Russia has always had a formidable “strategic” nuclear capability: the big doomsday weapons that could, as a Kremlin propagandist helpfully noted the other day, “turn America into radioactive ash”. But these warheads are not for war-fighting: their role is as an ultimate, unthinkable deterrent.
Or at least that’s the theory. Russia’s sabre-rattling rhetoric and nerve-rattling war games are new and deeply unwelcome. What is particularly alarming the West’s surviving handful of arms-control wonks is that Russia is flagrantly breaking the INF treaty, and may be getting ready to withdraw from it altogether.
The worries go back to 2008, when American intelligence detected tests of a ground-launched cruise missile: exactly the kind of weapon, with a range from 500-5,000km, which the INF treaty prohibits. Initially, the Obama administration tried to sort the problem out quietly but the tests have continued. In 2014 the United States publicly accused Russia of violating the treaty. It repeated the charge in 2015 and this year. Finally, in an extraordinary move, it confronted Russia last week at a meeting in Geneva of the INF’s Special Verification Commission.

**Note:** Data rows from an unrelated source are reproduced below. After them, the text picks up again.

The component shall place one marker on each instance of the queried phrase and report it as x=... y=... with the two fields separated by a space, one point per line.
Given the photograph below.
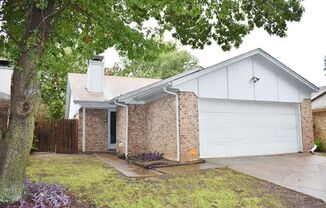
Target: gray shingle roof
x=113 y=87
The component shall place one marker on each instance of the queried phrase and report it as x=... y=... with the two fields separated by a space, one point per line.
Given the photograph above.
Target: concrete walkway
x=300 y=172
x=126 y=168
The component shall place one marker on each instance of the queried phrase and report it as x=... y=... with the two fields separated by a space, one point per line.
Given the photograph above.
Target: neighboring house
x=5 y=83
x=251 y=104
x=319 y=114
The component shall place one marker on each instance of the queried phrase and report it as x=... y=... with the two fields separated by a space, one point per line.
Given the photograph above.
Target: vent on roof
x=95 y=74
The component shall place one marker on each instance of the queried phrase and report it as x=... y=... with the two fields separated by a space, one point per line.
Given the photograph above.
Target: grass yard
x=90 y=179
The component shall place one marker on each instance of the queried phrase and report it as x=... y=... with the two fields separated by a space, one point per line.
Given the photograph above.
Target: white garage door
x=245 y=128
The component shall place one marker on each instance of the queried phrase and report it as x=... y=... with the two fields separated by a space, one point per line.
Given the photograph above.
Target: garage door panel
x=225 y=120
x=240 y=128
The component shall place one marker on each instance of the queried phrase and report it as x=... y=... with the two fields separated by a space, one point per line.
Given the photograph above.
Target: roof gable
x=256 y=52
x=295 y=86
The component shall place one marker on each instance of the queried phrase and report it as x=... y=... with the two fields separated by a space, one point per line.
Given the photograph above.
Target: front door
x=112 y=131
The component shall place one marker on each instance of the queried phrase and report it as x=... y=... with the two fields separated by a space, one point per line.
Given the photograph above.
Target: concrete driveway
x=300 y=172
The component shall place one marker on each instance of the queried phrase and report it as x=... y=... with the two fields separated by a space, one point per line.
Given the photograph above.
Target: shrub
x=43 y=195
x=149 y=156
x=319 y=143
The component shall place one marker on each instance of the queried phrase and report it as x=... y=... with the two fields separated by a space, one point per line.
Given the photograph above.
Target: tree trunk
x=24 y=102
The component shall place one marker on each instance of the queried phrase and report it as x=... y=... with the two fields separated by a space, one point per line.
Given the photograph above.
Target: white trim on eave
x=244 y=56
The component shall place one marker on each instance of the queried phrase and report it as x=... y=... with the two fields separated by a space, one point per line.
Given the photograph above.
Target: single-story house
x=318 y=104
x=251 y=104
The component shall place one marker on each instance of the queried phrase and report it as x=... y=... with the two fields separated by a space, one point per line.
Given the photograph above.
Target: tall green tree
x=166 y=62
x=35 y=31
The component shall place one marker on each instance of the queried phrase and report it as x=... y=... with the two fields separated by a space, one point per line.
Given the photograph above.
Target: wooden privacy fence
x=60 y=136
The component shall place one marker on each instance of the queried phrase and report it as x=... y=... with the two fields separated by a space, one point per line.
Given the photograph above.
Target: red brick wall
x=96 y=130
x=152 y=127
x=307 y=125
x=319 y=119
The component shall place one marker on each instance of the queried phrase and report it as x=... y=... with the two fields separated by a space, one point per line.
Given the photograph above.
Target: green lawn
x=90 y=179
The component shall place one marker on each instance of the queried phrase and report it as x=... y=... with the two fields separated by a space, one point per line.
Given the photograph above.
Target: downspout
x=126 y=124
x=84 y=129
x=177 y=119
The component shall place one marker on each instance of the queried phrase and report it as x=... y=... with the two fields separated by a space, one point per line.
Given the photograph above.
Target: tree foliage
x=35 y=34
x=167 y=62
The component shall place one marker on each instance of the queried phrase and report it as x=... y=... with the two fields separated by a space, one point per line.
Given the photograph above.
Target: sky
x=303 y=50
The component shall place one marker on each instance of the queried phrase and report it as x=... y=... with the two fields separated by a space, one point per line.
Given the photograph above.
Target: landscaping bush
x=43 y=195
x=149 y=156
x=320 y=146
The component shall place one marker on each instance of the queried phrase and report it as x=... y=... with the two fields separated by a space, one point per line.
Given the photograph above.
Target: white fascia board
x=93 y=104
x=288 y=70
x=216 y=66
x=157 y=85
x=244 y=56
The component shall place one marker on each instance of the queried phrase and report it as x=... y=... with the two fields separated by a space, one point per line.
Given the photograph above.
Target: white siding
x=266 y=87
x=319 y=102
x=240 y=85
x=73 y=109
x=214 y=85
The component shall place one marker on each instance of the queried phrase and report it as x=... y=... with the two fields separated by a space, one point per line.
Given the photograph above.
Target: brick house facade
x=235 y=107
x=96 y=138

Russia was glad to come and put its case. It believes that the United States is the guilty party, for deploying a ballistic-missile defence system in Poland and Romania. The Americans believe this is a red herring. The Aegis Ashore system is aimed at stopping Iranian missiles heading towards the United States.
That argument cuts no ice in Moscow. It is partly that the Russians dislike any military build-up on their borders. Bad enough that Nato expanded; putting advanced American weapons in new hi-tech bases in these countries adds potential injury to existing insult. Moreover, the Russians spy hypocrisy: since the Iran nuclear deal, the purported threat from the mullahs’ regime has abated. Yet America is pressing ahead regardless.
In principle, the United States is right. Countries like Poland and Romania have every right to host allied military bases. Iran remains unpredictable; America is entitled to defend itself. The missile-defence systems are not a breach of the INF treaty. Russia is misbehaving.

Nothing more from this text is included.